U.S. Rep. Rashida Tlaib has apologized for booing former Secretary of State Hillary Clinton at a campaign event for U.S. Sen. Bernie Sanders Friday night, an outburst that echoed the divisive nature of the 2016 Democratic primary and showed once again how splintered the party remains just days before the 2020 Iowa caucuses.
“In this instance, I allowed my disappointment with Secretary Clinton’s latest comments about Senator Sanders and his supporters get the best of me,” Tlaib, D-Mich., tweeted Saturday, “You all, my sisters-in-service on stage, and our movement deserve better.”
Tlaib was on stage with U.S. Rep. Pramila Jayapal, D-Wash., and fellow “Squad” member Ilhan Omar, D-Minn., in Clive, Iowa, when a moderator brought up Clinton’s recent remarks about Sanders.
“Nobody likes him. Nobody wants to work with him. He got nothing done,” Clinton said of her former foe for the Democratic nomination in her new documentary. “He was a career politician. It’s all just baloney and I feel so bad that people got sucked into it.”
Even as the moderator told the crowd “we’re not going to boo,” Tlaib interrupted with an emphatic “boo” that drew cheers.
“You all know I can’t be quiet. No, we’re going to boo,” Tlaib said. “The haters will shut up on Monday when we win.”
Tlaib looked to do damage control in a string of tweets Saturday.
“I am so incredibly in love with the movement that our campaign of #NotMeUs has created. This makes me protective over it,” she said. “However, I know what is at stake if we don’t unify over one candidate to beat Trump and I intend to do everything possible to ensure that Trump does not win in 2020.”

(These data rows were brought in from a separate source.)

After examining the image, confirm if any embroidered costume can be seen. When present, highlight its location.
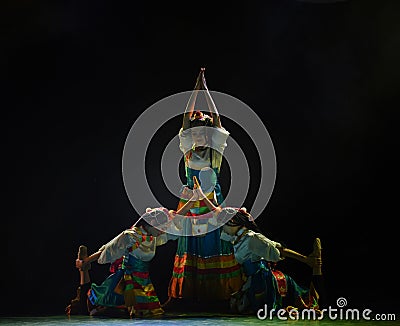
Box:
[168,127,242,300]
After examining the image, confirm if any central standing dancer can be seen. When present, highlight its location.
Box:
[167,68,243,303]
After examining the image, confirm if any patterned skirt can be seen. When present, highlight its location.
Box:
[88,255,164,317]
[238,260,318,312]
[168,170,243,301]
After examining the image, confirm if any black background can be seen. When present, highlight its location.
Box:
[0,1,400,315]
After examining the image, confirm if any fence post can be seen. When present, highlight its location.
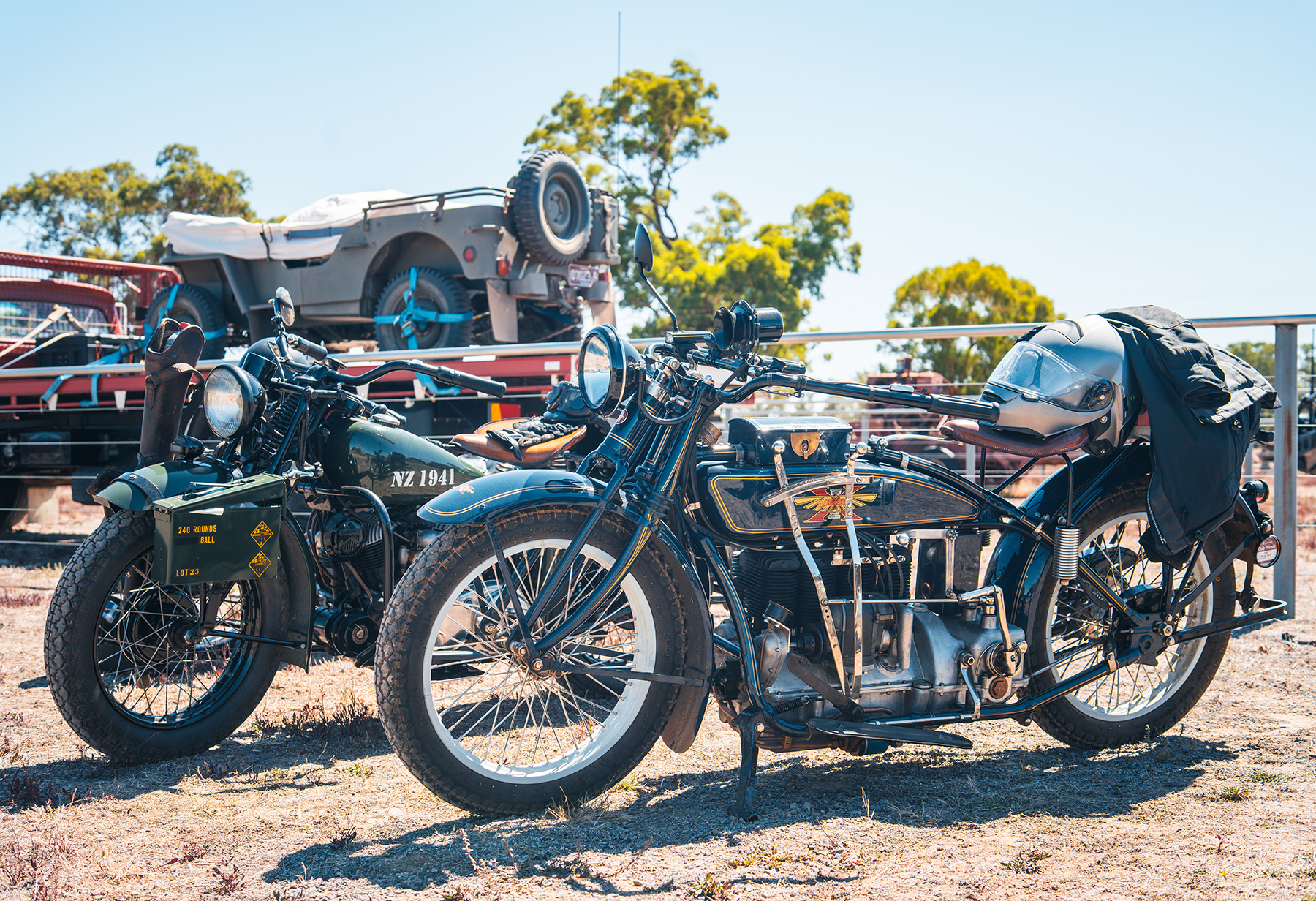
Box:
[1274,325,1298,619]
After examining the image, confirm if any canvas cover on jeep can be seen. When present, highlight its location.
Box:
[164,191,464,260]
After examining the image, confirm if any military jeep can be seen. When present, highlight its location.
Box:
[156,150,620,358]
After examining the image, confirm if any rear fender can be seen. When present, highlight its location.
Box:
[984,444,1152,631]
[416,469,602,526]
[95,462,227,513]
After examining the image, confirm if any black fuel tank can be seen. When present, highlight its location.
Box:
[699,462,977,540]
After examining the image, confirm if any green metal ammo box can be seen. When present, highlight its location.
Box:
[151,473,287,585]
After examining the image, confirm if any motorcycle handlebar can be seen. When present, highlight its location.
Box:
[332,360,507,398]
[288,334,329,362]
[721,373,1000,423]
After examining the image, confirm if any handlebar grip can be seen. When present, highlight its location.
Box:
[288,334,329,362]
[928,396,1000,423]
[426,366,507,398]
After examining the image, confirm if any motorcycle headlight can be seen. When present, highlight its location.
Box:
[205,363,260,439]
[576,325,643,416]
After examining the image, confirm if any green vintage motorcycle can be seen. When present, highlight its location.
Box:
[45,288,505,763]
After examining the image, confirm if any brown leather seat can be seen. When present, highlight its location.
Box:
[453,416,584,467]
[941,419,1087,457]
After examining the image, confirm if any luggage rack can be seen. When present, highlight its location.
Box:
[360,186,516,228]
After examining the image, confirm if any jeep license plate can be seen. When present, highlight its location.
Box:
[567,263,599,287]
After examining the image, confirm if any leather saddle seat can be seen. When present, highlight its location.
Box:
[941,419,1089,457]
[453,416,586,467]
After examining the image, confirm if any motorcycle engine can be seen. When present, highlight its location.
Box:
[716,539,1026,732]
[316,513,385,569]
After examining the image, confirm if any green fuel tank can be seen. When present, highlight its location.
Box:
[324,419,484,507]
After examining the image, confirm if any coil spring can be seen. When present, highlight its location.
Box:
[260,396,298,460]
[1051,526,1078,582]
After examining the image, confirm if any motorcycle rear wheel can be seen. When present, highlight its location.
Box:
[1028,478,1234,750]
[375,507,684,815]
[45,510,287,763]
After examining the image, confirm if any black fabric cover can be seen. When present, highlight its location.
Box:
[1102,307,1279,559]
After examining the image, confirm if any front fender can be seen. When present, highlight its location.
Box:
[417,469,602,526]
[95,461,227,511]
[984,444,1152,633]
[418,469,714,753]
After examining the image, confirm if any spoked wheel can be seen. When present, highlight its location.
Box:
[46,511,286,763]
[375,508,684,814]
[1028,480,1234,748]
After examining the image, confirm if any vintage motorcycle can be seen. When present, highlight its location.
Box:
[45,288,505,763]
[375,228,1283,818]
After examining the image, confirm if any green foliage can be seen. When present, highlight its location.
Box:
[154,143,254,219]
[525,59,727,249]
[525,59,861,344]
[627,189,861,357]
[0,143,252,262]
[887,260,1056,382]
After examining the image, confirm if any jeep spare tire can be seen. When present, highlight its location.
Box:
[145,282,229,360]
[512,150,592,266]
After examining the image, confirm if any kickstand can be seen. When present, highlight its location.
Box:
[727,710,758,823]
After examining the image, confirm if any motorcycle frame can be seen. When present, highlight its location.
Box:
[477,332,1283,748]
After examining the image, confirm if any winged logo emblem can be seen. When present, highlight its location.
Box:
[795,485,878,523]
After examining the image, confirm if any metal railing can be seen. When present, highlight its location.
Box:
[0,314,1316,618]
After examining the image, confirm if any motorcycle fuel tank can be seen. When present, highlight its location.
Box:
[324,419,484,506]
[699,462,977,539]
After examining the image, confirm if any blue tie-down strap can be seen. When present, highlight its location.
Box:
[41,344,137,407]
[371,308,475,326]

Sanders also called on his supporters to rally around the party’s eventual nominee, saying in Indianola, “If we do not win, we will support the winner and I know that every other candidate will do the same.”
Even as Sanders and Tlaib sought to de-escalate, campaign manager Faiz Shakir tweeted, “Rashida, you’re all good. We love your passion and conviction. Don’t change.”
The flare-up of lingering tensions from 2016 capped off a day in which several of the 2020 presidential hopefuls blasted the Democratic National Committee for eliminating the donor threshold from its debate qualifications, paving the way for former New York City Mayor Michael Bloomberg, the billionaire who is self-funding his bid, to make the Nevada stage.
“The DNC didn’t change the rules to ensure good, diverse candidates could remain on the debate stage. They shouldn’t change the rules to let a billionaire on,” tweeted U.S. Sen. Elizabeth Warren.
But as Warren and several of her rivals raced around the Hawkeye State on Saturday making their case as the person best suited to unify the Democrats against President Trump, political observers said the obvious discord within the party didn’t bode well.
“This is not the message that the Democrats want voters to see this close to Iowa, New Hampshire and with Super Tuesday a month from now. It’s silly insider slapstick that does not appeal to undecided voters,” said Democratic strategist Tony Cignoli, adding it’s “reminiscent of the 1968 divisions among Democrats that helped Richard Nixon claim the Oval Office.”
“It probably couldn’t have come at a worse time,” said Todd Belt, director of George Washington University’s political management program, adding that the infighting could “generate some bad blood” among Iowa caucusgoers Monday night.
“This is going to weaken and make it more difficult for supporters of one candidate to throw their support behind someone else if they don’t get to the 15%” viability threshold, he said.
Republican strategist Mike Dennehy added, “The disunity among the Democrats is worse than I’ve ever seen. The attacks from every candidate are only exacerbating the issue to a point where it’s so risky that they may not be able to come together after there’s a nominee.”
Herald wire services contributed to this report.